Sektörde çalışan sayısı hiç azalmadı
Özcan, programda sektör çalışan sayısına da dikkat çekti. Sektörde bu süreçte çalışan sayısının hiç azalmadığını belirten Özcan, “Bu yıl içerisinde 2-3 yeni şirket kuruldu. Hatta iki şirketin daha kurulması bekleniyor. Bir yandan yeni şirketler geliyor öte yandan Türkiye’de sigortalanma oranı hala çok düşük. Dolayısıyla insanlar sektörünün her alanında görev alabiliyor. Bu nedenle sigortacılık okuyan öğrenciler açısından karamsar değilim. Fakat yeni okulların açılmasına taraftar değilim. Var olan okullar sektör için yeterli. Mezun olan ve olacaklar sektörün içerisinde çok rahat çalışabilir. 4 yıllık sigortacılık eğitimi veren okulların mezunları şirketlerce tercih sebebi oluyor. Çünkü donanımlı geliyorlar. İyi bir staj yaparlarsa da rahatlıkla iş bulabiliyorlar” yorumunu yaptı.
Sigortacılık hep olacak
Programa Özcan ile birlikte katılan sigortacılık bölümü öğrencisi Ezgi Nur Kaya da kendi tecrübelerini ekranda paylaştı. Sigortacılık bölümünü tercih ederken geniş bir araştırma yaptığına dikkat çeken Kaya, “Bu araştırmalarım sonucunda sigortacılık sektörünün hiçbir zaman yok olmayacağı ve giderek gelişeceği kanaatine vardım.

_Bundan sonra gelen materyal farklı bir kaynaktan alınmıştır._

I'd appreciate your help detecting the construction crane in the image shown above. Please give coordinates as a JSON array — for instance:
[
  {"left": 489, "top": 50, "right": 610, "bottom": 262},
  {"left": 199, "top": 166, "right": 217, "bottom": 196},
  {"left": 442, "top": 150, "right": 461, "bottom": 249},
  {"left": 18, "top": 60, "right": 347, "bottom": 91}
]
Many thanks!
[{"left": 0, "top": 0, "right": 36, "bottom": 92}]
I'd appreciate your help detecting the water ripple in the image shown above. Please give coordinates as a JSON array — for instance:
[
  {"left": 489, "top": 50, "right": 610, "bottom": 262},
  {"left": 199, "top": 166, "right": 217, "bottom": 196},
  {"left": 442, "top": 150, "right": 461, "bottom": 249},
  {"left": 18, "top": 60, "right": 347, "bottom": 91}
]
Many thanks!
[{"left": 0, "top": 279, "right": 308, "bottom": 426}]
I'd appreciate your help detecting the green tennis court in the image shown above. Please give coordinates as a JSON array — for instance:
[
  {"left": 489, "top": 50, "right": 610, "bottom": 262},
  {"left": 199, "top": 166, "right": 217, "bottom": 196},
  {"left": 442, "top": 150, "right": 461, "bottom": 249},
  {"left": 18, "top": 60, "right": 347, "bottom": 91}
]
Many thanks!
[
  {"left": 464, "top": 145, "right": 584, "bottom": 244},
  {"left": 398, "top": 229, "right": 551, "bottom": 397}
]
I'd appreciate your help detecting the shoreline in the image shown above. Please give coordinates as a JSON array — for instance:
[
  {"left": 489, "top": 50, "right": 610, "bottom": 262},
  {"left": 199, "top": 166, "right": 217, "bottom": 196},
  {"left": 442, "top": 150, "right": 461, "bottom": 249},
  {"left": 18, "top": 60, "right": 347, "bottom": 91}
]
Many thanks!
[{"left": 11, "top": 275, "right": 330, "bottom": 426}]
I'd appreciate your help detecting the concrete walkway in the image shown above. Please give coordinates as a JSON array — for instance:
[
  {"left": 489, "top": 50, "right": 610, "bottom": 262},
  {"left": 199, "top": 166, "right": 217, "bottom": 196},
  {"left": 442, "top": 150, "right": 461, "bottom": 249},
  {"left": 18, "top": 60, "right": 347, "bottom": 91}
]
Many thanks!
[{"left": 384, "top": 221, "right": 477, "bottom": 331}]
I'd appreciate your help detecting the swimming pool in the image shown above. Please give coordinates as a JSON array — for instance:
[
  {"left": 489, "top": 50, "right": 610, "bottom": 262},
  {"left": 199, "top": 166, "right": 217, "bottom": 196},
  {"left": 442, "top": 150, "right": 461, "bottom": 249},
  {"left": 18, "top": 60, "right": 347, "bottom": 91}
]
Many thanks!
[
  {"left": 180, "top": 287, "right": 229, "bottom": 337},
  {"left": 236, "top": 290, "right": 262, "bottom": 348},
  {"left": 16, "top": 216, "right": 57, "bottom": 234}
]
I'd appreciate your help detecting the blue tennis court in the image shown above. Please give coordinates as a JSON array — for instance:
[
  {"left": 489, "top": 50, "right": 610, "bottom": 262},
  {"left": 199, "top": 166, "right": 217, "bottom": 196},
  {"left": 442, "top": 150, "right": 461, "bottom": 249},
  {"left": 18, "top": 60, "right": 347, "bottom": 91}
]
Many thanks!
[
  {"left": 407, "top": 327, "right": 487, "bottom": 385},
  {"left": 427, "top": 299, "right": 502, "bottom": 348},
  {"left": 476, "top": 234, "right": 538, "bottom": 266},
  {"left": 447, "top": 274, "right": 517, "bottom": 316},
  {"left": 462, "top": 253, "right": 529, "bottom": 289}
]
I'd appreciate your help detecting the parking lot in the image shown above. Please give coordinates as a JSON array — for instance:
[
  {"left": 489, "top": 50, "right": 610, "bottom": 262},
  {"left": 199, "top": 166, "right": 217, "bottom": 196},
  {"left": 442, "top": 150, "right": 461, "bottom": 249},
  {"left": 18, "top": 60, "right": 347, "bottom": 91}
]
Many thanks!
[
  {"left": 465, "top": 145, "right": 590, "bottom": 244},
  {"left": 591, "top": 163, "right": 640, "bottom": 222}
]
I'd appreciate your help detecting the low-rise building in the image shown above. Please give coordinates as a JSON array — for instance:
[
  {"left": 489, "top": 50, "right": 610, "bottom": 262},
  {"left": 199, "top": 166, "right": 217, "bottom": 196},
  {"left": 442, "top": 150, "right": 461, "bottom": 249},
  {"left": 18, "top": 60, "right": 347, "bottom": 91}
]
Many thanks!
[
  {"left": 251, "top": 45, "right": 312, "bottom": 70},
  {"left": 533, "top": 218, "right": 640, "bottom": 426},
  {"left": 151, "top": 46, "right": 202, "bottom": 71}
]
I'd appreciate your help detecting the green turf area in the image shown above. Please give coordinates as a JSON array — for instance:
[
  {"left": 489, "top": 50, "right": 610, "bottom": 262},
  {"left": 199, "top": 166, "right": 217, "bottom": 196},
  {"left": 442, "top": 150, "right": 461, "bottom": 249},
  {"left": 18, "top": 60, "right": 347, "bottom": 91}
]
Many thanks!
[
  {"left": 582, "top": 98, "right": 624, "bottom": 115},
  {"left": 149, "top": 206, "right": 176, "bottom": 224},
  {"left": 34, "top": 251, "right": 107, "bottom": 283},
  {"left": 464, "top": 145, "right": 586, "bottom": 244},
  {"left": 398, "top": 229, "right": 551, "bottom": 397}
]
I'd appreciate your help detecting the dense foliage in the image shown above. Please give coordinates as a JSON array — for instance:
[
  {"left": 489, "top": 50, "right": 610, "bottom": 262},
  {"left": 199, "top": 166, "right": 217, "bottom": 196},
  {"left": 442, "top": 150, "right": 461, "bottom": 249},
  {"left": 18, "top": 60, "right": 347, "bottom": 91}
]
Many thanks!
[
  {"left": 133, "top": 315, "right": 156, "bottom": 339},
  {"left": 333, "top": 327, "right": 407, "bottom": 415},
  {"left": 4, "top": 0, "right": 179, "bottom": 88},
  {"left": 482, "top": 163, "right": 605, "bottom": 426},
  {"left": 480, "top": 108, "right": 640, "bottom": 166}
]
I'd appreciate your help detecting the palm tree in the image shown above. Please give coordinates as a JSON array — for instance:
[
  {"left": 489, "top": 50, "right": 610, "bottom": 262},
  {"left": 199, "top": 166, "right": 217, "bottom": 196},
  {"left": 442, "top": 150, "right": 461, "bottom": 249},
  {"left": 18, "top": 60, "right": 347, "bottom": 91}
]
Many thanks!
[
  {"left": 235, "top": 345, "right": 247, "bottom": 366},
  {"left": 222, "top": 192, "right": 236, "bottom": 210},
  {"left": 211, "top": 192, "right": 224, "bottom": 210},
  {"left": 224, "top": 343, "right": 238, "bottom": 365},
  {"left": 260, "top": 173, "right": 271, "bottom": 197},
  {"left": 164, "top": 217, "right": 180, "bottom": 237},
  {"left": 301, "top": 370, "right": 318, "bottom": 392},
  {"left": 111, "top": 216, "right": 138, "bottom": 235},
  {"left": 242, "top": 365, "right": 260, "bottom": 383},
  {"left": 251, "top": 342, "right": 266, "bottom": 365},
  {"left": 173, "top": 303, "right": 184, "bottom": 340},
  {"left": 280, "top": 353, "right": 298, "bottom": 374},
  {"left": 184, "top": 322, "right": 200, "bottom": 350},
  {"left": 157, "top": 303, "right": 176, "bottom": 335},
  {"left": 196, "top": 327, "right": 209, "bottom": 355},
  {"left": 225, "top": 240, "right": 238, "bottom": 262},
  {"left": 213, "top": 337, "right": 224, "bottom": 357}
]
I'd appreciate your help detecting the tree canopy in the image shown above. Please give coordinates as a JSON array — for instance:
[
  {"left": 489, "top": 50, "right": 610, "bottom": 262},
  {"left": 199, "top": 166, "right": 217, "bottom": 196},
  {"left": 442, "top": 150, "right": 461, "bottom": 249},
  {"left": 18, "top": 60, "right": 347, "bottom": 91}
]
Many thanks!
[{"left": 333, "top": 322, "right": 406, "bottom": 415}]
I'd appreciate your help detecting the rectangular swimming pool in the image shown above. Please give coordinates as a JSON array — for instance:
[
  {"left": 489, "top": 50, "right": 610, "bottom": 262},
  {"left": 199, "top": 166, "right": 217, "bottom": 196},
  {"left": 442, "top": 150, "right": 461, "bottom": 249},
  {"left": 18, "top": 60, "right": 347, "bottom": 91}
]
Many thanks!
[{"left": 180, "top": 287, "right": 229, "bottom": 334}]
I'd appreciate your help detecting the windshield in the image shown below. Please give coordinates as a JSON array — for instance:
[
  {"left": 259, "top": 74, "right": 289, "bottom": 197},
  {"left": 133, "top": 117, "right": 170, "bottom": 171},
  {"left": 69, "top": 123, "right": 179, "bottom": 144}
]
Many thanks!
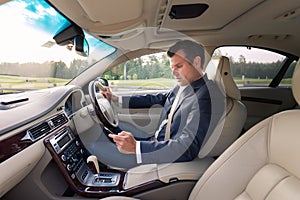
[{"left": 0, "top": 0, "right": 115, "bottom": 94}]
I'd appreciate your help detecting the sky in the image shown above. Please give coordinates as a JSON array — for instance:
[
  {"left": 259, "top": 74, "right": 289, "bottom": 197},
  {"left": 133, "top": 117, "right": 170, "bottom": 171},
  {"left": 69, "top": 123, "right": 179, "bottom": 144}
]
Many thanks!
[{"left": 0, "top": 0, "right": 283, "bottom": 63}]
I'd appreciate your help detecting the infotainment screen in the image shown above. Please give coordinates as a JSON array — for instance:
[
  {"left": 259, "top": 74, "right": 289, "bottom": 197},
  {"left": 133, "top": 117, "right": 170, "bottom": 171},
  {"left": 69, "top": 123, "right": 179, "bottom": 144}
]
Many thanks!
[{"left": 57, "top": 134, "right": 71, "bottom": 148}]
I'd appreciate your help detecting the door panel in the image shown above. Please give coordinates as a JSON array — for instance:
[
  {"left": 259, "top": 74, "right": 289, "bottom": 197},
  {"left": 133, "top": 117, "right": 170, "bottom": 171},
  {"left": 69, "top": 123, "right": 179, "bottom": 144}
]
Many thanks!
[{"left": 240, "top": 87, "right": 296, "bottom": 130}]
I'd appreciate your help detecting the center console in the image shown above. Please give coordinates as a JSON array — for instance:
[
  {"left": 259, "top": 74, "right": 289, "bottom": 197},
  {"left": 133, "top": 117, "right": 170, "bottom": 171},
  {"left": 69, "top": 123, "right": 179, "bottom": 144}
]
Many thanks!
[{"left": 44, "top": 127, "right": 162, "bottom": 198}]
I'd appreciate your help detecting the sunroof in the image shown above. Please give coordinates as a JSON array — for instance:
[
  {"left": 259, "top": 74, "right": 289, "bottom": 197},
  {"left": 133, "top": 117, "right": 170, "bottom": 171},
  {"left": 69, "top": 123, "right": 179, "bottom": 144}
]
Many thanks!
[{"left": 169, "top": 3, "right": 208, "bottom": 19}]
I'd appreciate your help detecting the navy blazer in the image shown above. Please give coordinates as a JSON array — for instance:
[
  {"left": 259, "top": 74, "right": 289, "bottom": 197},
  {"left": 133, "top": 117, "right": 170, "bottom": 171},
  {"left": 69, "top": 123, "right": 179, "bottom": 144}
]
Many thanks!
[{"left": 123, "top": 75, "right": 225, "bottom": 164}]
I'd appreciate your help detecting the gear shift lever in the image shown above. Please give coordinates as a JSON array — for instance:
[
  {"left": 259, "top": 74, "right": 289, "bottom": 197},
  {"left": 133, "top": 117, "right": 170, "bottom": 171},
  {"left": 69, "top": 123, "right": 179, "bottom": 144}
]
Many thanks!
[{"left": 86, "top": 155, "right": 100, "bottom": 174}]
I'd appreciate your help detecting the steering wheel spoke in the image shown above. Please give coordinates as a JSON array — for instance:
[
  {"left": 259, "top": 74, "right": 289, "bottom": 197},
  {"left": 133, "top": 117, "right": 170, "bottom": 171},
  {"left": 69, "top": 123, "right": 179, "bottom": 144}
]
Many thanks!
[{"left": 89, "top": 80, "right": 119, "bottom": 130}]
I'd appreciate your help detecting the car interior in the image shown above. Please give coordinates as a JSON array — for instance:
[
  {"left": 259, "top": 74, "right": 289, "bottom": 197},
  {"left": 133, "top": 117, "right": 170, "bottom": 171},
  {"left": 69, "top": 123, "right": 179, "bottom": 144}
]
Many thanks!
[{"left": 0, "top": 0, "right": 300, "bottom": 200}]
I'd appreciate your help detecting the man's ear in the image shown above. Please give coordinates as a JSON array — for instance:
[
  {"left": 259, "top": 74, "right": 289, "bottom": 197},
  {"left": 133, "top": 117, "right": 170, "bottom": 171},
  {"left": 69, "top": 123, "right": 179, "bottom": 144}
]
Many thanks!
[{"left": 193, "top": 56, "right": 202, "bottom": 71}]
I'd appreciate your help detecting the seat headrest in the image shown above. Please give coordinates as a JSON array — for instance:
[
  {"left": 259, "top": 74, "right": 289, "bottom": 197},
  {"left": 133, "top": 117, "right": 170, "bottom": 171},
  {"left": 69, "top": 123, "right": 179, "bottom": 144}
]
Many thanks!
[
  {"left": 292, "top": 60, "right": 300, "bottom": 105},
  {"left": 205, "top": 56, "right": 241, "bottom": 100}
]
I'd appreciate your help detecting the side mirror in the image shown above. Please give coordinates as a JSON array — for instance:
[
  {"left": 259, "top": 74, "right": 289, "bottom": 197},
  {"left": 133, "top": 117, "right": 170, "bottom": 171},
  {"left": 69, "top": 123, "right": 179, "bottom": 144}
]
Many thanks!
[
  {"left": 53, "top": 24, "right": 89, "bottom": 56},
  {"left": 96, "top": 77, "right": 109, "bottom": 92}
]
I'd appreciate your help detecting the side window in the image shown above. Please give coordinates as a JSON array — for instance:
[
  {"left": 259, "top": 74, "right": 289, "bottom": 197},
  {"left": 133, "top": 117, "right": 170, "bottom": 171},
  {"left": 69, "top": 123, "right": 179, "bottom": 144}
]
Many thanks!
[
  {"left": 102, "top": 52, "right": 176, "bottom": 93},
  {"left": 279, "top": 61, "right": 297, "bottom": 86},
  {"left": 213, "top": 46, "right": 292, "bottom": 86}
]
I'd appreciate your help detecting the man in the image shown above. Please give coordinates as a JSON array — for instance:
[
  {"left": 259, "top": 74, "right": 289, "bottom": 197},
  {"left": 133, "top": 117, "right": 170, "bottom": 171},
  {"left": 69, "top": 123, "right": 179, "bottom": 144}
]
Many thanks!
[{"left": 98, "top": 40, "right": 225, "bottom": 168}]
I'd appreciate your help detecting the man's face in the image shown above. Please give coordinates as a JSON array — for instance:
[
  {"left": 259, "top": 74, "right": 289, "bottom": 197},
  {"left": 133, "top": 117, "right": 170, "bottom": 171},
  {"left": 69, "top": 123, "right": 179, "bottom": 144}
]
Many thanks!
[{"left": 170, "top": 50, "right": 202, "bottom": 86}]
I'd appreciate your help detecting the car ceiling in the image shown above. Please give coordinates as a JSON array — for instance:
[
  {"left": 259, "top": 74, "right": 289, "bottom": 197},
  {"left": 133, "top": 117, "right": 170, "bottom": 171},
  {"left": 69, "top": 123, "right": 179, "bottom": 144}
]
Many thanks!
[{"left": 50, "top": 0, "right": 300, "bottom": 56}]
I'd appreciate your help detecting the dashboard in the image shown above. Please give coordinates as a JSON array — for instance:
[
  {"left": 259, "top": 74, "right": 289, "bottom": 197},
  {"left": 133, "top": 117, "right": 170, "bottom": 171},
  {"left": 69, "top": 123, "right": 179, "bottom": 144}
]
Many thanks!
[{"left": 0, "top": 86, "right": 85, "bottom": 197}]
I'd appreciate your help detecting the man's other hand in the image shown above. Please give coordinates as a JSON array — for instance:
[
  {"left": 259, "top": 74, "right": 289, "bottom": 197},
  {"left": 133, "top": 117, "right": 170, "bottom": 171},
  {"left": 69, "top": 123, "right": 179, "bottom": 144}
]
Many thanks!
[{"left": 108, "top": 131, "right": 136, "bottom": 154}]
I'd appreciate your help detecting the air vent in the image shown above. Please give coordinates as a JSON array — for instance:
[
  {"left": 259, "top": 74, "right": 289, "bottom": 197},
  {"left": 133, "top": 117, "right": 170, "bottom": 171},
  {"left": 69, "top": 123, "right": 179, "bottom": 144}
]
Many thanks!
[
  {"left": 51, "top": 114, "right": 68, "bottom": 127},
  {"left": 28, "top": 122, "right": 51, "bottom": 140},
  {"left": 22, "top": 113, "right": 68, "bottom": 141}
]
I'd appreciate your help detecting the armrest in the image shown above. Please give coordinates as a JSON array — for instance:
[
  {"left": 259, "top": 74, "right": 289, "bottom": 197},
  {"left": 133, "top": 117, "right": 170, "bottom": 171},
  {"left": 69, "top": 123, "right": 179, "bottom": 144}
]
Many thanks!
[
  {"left": 124, "top": 158, "right": 214, "bottom": 189},
  {"left": 158, "top": 157, "right": 214, "bottom": 183}
]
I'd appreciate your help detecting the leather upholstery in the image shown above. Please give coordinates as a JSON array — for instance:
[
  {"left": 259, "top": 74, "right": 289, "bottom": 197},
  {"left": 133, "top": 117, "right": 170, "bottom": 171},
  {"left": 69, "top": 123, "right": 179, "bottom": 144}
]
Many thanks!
[{"left": 199, "top": 56, "right": 247, "bottom": 158}]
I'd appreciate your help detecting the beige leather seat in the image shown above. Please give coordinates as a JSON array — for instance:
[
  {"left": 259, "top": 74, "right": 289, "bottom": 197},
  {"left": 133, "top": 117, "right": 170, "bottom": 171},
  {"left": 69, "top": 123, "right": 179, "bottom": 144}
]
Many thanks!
[
  {"left": 199, "top": 56, "right": 247, "bottom": 158},
  {"left": 189, "top": 59, "right": 300, "bottom": 200}
]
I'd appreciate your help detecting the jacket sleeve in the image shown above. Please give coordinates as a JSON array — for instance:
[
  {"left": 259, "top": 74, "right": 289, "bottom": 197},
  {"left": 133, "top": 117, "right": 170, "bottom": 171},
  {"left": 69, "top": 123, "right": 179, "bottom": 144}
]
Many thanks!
[{"left": 140, "top": 93, "right": 211, "bottom": 164}]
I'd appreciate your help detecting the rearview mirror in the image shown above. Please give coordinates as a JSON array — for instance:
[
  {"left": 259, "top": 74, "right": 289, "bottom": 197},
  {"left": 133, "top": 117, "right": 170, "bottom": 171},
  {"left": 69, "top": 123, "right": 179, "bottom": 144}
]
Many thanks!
[
  {"left": 74, "top": 35, "right": 89, "bottom": 57},
  {"left": 53, "top": 24, "right": 89, "bottom": 56}
]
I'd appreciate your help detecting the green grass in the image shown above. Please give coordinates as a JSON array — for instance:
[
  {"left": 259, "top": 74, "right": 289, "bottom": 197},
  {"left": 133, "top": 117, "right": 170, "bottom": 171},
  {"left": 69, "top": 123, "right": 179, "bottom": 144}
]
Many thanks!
[
  {"left": 0, "top": 75, "right": 69, "bottom": 92},
  {"left": 108, "top": 78, "right": 176, "bottom": 88}
]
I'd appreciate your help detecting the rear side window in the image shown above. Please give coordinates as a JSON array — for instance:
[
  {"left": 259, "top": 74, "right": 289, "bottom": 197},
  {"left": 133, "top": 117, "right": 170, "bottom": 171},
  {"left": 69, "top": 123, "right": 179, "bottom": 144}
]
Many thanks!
[{"left": 213, "top": 46, "right": 293, "bottom": 87}]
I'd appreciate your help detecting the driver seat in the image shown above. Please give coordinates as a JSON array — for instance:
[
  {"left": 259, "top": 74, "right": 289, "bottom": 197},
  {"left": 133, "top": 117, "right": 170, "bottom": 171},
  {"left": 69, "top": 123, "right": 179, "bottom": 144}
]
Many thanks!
[{"left": 100, "top": 61, "right": 300, "bottom": 200}]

Birinci sınıftan itibaren sadece okuldan aldığım eğitimle yetinmeyerek kendimi geliştiriyorum. Tüm bunları bir sertifika almak için değil, insanların hayatına daha iyi etki edebilmek için yapıyorum. Öğrenci arkadaşlarıma sigortacılığı seçmelerini rahatlıkla öneririm. Özellikle 4 yıllık mezunlar kolay iş bulabiliyor” dedi.